# 2 female rats for rehoming



## Claireglynn (Dec 9, 2011)

Hi,

I am listing this on behalf of a friend, she had rats for several years but took a break from keeping them while she had a baby, her daughter is now 3 years old so she decided the time was right to get some more rats.
She went into [email protected] one day and totally fell in love with 2 girls.
However, she has had them for almost 4 months now and unfortuatly her daughter is allergic to them, to the point her eyes are watering, constant sneezing, sounding chesty the list goes on. She took her to the doctor and had some tests done and it has now been confirmed as a pet allergy. 
She moved the rats into the garage (with a heater) and her daughters problems completely stopped with days.

She was going to return them to [email protected] but i have asked her to hold off on that for a week to see if anyone on here can help.

They are about 6 months old and sisters.
They are both dumbo's.
One is a mismarked black berkie, has a white belly and a gorgeous white nose and chin, the rest of her is jet black.
The other i am not sure about the colour, she is hooded what looks blue/very dark grey in the sunlight, all of her head is this blue/dark grey colour and has a thick strip down her back, the rest of her is white.

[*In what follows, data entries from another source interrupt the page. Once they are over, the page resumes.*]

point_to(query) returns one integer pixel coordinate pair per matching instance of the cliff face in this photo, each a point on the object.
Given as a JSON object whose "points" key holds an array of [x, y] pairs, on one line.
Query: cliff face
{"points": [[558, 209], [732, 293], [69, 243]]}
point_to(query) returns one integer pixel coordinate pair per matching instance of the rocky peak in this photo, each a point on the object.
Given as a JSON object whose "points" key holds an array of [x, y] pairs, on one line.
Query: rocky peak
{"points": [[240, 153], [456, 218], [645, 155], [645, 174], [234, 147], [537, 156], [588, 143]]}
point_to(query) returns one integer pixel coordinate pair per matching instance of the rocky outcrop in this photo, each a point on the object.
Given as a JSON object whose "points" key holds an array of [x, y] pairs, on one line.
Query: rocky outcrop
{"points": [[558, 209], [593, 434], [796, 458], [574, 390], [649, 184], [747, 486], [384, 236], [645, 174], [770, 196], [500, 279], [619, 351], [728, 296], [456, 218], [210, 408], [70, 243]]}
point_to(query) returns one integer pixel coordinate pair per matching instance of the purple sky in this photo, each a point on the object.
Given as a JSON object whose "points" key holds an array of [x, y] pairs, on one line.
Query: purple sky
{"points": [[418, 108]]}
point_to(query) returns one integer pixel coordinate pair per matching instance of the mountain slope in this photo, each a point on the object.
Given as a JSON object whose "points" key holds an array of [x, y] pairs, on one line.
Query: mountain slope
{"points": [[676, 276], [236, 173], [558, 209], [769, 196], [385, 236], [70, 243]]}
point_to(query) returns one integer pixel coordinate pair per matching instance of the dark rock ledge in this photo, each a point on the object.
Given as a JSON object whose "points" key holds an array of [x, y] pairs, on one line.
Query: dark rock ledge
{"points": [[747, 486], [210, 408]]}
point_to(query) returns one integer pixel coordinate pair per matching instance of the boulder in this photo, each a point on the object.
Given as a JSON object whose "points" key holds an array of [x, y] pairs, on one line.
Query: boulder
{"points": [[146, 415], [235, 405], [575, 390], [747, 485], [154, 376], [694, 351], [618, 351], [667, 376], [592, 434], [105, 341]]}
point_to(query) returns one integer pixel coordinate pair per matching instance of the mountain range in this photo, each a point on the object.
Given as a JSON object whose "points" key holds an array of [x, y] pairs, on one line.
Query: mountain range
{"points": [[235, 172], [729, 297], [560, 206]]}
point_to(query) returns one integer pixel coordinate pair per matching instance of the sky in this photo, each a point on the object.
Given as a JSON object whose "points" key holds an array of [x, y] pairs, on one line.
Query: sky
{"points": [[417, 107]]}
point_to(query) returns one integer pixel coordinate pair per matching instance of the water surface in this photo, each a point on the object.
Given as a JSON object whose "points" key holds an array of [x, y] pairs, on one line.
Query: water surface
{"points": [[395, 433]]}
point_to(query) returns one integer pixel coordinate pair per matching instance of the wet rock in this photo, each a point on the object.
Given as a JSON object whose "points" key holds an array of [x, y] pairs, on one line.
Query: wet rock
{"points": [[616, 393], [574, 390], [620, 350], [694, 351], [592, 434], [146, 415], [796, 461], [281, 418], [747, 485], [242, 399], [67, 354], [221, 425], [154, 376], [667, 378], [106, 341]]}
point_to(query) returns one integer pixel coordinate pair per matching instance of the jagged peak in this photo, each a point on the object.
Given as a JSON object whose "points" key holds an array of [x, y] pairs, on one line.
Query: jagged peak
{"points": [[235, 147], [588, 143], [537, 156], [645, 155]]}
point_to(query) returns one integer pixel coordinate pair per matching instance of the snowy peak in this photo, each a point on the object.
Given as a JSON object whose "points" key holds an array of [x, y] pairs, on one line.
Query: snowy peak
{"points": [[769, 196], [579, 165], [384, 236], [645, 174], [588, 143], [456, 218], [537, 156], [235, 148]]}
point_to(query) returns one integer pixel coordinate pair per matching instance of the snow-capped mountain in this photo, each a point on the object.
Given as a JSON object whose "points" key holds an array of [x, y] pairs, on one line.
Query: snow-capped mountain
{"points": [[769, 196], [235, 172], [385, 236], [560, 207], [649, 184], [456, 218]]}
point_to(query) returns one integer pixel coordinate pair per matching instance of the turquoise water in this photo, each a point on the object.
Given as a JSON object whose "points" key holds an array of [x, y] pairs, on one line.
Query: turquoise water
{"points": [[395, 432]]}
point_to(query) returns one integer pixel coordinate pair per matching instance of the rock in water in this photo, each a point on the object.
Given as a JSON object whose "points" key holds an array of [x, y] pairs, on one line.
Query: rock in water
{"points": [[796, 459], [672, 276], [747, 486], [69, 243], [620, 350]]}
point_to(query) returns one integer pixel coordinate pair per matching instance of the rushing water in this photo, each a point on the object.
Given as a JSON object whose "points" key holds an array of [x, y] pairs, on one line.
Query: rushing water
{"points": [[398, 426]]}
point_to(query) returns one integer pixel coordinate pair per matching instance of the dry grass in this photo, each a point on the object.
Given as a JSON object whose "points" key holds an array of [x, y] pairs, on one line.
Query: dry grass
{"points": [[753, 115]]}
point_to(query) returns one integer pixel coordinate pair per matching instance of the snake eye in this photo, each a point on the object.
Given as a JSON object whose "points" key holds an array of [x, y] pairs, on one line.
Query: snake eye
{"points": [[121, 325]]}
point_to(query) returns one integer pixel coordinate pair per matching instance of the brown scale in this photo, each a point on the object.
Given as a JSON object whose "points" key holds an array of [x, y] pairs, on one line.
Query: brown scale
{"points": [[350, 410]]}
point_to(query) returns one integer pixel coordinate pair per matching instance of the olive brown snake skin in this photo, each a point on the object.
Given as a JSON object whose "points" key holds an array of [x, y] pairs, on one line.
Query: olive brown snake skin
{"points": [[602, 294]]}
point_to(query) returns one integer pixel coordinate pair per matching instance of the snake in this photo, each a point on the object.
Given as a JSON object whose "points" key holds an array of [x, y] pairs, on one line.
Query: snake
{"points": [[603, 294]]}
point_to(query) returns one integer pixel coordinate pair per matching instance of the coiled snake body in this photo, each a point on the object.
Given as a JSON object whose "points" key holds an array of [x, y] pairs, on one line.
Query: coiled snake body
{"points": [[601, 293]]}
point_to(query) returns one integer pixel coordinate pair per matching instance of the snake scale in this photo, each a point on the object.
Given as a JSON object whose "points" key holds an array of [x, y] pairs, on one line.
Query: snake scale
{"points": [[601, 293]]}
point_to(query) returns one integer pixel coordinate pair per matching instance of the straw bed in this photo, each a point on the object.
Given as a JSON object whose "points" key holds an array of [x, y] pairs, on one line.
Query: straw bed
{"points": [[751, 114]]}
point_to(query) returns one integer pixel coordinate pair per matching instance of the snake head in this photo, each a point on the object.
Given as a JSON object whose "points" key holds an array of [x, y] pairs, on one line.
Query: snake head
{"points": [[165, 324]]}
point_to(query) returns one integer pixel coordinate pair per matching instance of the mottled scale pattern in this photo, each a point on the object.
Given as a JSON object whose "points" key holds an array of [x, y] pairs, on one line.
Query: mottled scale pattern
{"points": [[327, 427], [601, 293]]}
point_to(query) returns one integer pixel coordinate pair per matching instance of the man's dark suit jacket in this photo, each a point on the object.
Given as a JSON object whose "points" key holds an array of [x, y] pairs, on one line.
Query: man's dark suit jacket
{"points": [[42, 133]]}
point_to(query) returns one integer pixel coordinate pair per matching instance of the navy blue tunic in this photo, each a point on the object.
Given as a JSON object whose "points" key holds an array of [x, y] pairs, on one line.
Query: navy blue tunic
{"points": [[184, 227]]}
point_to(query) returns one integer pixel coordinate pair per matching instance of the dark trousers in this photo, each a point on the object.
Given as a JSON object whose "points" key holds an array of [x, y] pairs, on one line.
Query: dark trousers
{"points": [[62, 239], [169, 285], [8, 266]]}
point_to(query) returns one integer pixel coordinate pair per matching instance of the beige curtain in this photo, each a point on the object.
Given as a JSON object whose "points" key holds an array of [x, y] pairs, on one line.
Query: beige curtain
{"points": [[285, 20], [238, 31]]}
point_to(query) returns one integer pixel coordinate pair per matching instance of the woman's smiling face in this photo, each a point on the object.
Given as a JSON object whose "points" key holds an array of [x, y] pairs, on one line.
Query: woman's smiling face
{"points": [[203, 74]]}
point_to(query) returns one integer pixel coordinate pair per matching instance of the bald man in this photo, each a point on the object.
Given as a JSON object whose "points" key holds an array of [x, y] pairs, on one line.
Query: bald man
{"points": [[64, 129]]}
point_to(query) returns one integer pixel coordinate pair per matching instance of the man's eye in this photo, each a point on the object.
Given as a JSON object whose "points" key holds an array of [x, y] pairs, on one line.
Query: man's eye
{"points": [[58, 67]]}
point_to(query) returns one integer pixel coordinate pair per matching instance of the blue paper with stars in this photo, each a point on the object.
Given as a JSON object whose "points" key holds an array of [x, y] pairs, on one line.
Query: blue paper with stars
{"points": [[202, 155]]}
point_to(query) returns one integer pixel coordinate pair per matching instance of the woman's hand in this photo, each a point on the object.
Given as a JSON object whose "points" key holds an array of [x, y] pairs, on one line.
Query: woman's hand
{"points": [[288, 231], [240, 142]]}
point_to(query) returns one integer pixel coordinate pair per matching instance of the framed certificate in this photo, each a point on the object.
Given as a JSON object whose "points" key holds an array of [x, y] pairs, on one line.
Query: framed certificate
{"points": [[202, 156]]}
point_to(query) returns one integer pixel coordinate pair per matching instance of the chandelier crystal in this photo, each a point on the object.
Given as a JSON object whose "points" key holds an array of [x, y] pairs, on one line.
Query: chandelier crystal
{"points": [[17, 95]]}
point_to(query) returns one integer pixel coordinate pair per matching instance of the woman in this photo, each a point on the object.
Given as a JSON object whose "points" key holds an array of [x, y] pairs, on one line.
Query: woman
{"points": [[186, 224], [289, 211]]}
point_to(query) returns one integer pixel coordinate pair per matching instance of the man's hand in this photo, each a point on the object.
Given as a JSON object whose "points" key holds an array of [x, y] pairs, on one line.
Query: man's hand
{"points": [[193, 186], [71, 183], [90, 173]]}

The black berkie is very licky, and extremely friendly. But can be a little shy around people she doesnt know, so might take a little time to build up trust before she is herself. She is quite small.
The hooded one is very outgoing and active. She has never bite anyone but does test bite your clothes when holding her. She is much bigger than the black berkie.

My friend has also been offered a job in cyprus so will be moving very soon.

We are located in Lincoln.

I didnt take my camera round when i went but i did take some pictures on my phone which i can send if anyone wants (sorry cant find my lead to get them onto the computer at the moment).

If i still had my SRS cage i would take them in myself, but no more rats will fit into my current cage.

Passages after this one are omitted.